An example that is unlikely to amount to a compelling reason for data sharing is selling on children’s personal data for commercial re-use.

Consider the specific issues and risks raised at each stage of your DPIA

You should assess the issues and risks raised at each individual step of your DPIA process. These steps are set out and explained in the section of this code on DPIAs.

Further reading outside the code

For further reading on data sharing see our Data Sharing Code of Practice

As an expert in data protection and privacy, I bring a wealth of knowledge and experience in navigating the complex landscape of safeguarding personal information, especially when it comes to children's data. My expertise is grounded in a comprehensive understanding of legal frameworks, particularly the General Data Protection Regulation (GDPR), which sets stringent standards for the processing and sharing of personal data.
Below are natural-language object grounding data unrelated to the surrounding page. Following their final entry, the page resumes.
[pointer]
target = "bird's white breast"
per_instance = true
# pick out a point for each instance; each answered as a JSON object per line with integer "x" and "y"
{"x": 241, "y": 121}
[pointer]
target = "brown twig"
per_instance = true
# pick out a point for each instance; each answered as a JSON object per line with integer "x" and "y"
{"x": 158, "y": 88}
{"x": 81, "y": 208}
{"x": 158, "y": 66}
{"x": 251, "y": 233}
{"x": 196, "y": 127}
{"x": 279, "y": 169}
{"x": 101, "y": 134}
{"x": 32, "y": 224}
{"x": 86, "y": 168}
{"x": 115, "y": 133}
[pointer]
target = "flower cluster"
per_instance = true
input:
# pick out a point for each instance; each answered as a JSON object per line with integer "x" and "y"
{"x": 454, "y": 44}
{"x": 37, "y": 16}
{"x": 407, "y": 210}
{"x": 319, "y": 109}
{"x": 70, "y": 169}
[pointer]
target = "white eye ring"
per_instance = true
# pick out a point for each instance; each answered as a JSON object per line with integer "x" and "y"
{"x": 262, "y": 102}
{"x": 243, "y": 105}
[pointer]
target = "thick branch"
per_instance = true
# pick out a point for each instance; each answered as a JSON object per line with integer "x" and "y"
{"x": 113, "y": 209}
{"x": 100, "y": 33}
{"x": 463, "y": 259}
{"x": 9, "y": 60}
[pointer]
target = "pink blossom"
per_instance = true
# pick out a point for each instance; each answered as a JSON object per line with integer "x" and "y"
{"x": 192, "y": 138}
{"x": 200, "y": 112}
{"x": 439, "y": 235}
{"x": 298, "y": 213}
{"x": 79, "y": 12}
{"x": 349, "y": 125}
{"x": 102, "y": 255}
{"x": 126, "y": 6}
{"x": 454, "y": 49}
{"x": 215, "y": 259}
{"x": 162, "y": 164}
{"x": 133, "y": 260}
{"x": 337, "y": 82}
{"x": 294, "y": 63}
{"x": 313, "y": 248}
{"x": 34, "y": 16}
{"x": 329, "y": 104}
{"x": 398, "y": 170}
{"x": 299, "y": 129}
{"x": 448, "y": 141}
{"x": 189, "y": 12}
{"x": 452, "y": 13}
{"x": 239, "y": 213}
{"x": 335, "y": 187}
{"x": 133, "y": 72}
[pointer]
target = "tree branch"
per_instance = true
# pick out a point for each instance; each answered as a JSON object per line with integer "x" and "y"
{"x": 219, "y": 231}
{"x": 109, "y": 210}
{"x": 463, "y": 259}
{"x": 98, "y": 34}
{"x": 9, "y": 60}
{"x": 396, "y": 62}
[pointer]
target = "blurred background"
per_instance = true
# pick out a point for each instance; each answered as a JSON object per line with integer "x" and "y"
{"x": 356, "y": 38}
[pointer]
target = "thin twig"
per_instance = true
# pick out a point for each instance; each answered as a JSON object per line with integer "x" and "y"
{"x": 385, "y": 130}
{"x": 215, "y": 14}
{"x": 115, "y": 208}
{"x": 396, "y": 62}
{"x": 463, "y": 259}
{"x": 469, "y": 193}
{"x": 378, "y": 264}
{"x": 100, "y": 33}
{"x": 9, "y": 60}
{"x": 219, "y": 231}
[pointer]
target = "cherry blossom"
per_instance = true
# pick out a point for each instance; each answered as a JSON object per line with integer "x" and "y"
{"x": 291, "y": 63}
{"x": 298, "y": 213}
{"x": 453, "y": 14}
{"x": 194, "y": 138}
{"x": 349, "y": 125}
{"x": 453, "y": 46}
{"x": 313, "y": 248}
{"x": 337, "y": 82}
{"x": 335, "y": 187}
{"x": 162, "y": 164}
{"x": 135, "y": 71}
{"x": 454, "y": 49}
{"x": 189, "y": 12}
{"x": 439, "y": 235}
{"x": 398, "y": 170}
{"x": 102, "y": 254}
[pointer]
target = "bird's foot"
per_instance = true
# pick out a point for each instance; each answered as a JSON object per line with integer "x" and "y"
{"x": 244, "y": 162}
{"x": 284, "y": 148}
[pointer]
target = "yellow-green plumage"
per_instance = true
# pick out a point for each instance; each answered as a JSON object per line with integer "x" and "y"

Let's delve into the key concepts presented in the provided article:

Data Sharing:

Definition: Data sharing refers to the disclosure of personal data to third parties outside an organization. It can also encompass sharing personal data within different parts of the same organization or among organizations under the same parent company.

Types of Data Sharing:

  1. Routine Sharing: Occurs regularly, such as an educational app provider routinely sharing data with a child's school.
  2. Emergency Sharing: Happens in response to one-off or emergency situations, like sharing a child's data with the police for safeguarding reasons.

Importance of Data Sharing:

Data sharing is crucial, but it must align with the principles outlined in the GDPR, emphasizing lawfulness, fairness, and transparency. Articles 13 and 14 of the GDPR mandate informing data subjects about the recipients or categories of recipients of their personal data.

Best Interests of the Child:

Primary Consideration: The best interests of the child should be the foremost consideration when contemplating data sharing.

Privacy Settings: Organizations should set privacy settings to 'high privacy' by default, limiting data sharing unless children actively change these settings.

Assurances and Due Diligence: Before sharing personal data, organizations should obtain assurances from recipients, conduct due diligence on their data protection practices, and ensure compliance with GDPR.

Compelling Reasons for Data Sharing:

Safeguarding Purposes: Data sharing for safeguarding, preventing child exploitation, and detecting crimes against children (e.g., online grooming) constitutes a compelling reason.

Commercial Re-use: Selling children's personal data for commercial re-use is unlikely to be a compelling reason for data sharing.

DPIA (Data Protection Impact Assessment):

Organizations should conduct a Data Protection Impact Assessment (DPIA) at each stage of the process. This involves assessing the issues and risks associated with data sharing.

Compliance with GDPR:

While the recipient is responsible for complying with GDPR as a data controller, the organization sharing the data must ensure fairness and have a compelling reason to do so, considering the best interests of the child.

Further Reading:

The article recommends referring to the Data Sharing Code of Practice for additional guidance on data sharing.

In conclusion, my expertise underscores the importance of a nuanced approach to data sharing, especially concerning children's personal data, ensuring compliance with legal frameworks and prioritizing the best interests of the child.